When no profile is active, Spring uses the default profile. Beans marked @Profile("default") and an application-default.yml file apply only when nothing else is selected.

@Bean
@Profile("default")
public DataSource embeddedDataSource() {
    return new EmbeddedDatabaseBuilder().build();
}

You can rename the fallback with spring.profiles.default, though this is rarely needed.

Note: The default profile is also active alongside named profiles only when no profile is explicitly set.
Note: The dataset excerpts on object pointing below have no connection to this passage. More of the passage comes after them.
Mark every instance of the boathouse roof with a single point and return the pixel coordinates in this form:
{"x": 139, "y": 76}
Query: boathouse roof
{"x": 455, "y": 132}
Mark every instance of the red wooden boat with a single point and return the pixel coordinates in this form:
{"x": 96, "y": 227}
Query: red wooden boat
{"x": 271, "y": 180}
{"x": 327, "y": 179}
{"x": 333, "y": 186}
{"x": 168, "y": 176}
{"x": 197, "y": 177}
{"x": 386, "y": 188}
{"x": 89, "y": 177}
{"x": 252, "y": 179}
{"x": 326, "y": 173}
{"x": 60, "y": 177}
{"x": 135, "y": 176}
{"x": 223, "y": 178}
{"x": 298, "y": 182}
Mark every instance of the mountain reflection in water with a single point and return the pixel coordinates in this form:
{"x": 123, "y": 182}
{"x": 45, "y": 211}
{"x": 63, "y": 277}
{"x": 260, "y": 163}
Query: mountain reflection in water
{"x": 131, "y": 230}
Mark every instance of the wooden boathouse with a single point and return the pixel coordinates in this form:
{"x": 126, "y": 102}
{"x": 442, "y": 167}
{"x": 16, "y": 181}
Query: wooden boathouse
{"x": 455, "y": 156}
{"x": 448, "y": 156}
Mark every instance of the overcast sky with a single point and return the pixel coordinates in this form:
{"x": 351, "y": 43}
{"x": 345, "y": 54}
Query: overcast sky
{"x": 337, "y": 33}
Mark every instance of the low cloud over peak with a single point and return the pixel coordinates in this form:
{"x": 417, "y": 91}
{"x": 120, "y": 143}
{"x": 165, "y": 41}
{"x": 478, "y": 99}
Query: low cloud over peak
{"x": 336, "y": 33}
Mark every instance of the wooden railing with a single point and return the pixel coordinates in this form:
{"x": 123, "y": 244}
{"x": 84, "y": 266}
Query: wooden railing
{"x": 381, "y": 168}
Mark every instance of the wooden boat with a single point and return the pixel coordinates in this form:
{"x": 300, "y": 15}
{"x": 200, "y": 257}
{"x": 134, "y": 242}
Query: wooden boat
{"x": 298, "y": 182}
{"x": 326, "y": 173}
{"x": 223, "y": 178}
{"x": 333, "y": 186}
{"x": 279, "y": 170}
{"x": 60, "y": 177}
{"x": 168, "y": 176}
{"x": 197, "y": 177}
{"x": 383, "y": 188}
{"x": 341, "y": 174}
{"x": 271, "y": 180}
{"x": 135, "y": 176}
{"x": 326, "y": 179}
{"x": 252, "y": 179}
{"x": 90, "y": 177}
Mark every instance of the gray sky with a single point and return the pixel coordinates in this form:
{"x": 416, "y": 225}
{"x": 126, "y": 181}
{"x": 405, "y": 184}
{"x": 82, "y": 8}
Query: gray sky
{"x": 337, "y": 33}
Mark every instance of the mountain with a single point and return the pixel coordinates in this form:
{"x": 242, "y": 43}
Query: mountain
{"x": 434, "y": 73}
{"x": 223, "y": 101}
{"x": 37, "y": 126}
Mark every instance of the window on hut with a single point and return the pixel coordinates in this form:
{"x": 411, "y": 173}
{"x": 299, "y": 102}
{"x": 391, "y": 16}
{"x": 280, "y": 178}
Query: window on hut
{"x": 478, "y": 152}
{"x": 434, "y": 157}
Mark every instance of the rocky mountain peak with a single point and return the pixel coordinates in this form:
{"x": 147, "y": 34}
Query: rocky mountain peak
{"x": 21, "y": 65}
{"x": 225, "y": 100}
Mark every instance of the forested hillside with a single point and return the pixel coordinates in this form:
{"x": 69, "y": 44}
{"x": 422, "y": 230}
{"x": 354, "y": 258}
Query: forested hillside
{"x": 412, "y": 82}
Once you activate dev, default no longer applies — plan your defaults in the base application.yml instead.

Inspecting active profiles

Check which profiles are active at runtime via the Environment:

@Component
public class ProfileLogger {

    public ProfileLogger(Environment env) {
        System.out.println("Active: " + Arrays.toString(env.getActiveProfiles()));
    }
}

Output:

Active: [prod, metrics, audit]

Profiles comparison

MechanismScopeUse it for
application-<profile>.ymlProperty valuesEnvironment-specific settings
@Profile on a beanBean registrationSwapping implementations per environment
Profile groupActivation convenienceBundling profiles under one name
default profileFallbackSensible behavior when nothing is set

Best Practices

  • Keep one base application.yml with shared defaults; put only differences in profile files.
  • Activate profiles externally (env var or command-line), never hard-code them in YAML.
  • Use @Profile to swap beans like data sources, caches, and seed-data runners per environment.
  • Bundle related profiles with profile groups so deployments set a single profile name.
  • Do not rely on the default profile in production — activate an explicit profile every time.
  • Verify the active profiles on startup so misconfiguration is obvious in the logs.